Lawrence resident gets five years in Internet sex case

A Lawrence man has been sentenced to prison for trying to solicit sex online from someone he thought was a 14-year-old girl.

It turned out to be an undercover officer with the Platte County, Mo., Cyber Crimes Unit.

Matthew L. Maslak, 25, was sentenced to five years in prison Thursday for using the Internet to entice a child for sexual purposes, according to Platte County prosecutor Eric Zahnd.

“This man thought he was going to have sex with a young girl, which he perversely called ‘lunch time fun,'” Zahnd said in a statement. “Instead, he is going to serve the next several years in prison.”

According to information from Zahnd’s office, a Platte County sheriff’s detective was in an Internet chat room March 16 at 11:42 a.m. posing as a 14-year-old girl. The detective received an unsolicited message from Maslak, and the talk soon turned sexual.

Prosecutors say Maslak drove to Platte County less than two hours after the chat began believing he would engage in oral sex with the “girl.”

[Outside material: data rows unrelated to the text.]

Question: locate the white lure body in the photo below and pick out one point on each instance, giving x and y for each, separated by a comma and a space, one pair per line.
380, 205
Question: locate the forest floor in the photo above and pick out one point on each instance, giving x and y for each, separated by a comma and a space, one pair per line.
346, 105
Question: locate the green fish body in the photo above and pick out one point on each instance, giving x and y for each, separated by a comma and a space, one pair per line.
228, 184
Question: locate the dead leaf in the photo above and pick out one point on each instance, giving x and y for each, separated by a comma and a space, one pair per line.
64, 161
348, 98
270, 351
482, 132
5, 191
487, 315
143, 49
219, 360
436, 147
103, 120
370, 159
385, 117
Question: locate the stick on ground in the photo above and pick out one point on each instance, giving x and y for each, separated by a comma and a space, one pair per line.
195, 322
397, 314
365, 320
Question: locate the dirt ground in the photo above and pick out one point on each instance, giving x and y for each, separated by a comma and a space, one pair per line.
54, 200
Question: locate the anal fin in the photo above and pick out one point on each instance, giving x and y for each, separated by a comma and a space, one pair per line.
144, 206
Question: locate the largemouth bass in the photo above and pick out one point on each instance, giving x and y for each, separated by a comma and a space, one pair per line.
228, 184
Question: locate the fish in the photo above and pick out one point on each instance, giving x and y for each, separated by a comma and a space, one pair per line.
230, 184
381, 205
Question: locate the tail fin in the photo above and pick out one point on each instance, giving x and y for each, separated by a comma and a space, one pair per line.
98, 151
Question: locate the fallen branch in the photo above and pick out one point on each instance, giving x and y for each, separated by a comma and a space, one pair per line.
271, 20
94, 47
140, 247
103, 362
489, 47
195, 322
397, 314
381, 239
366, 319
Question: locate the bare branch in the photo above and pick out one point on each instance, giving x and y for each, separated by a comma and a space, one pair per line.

Maslak pleaded guilty to child enticement Sept. 22.

In recent years, police and prosecutors have put an emphasis on fighting Internet-related sex crimes against children.

In November 2004, Eric Melgren, the U.S. attorney for Kansas, described people who seek sexual contact with children online as “a new breed of sexual predator.” He said the number of child-pornography cases filed by his office each year tripled between 2000 and 2004, and that one in five children ages 10 to 17 had received an unwanted sexual solicitation online.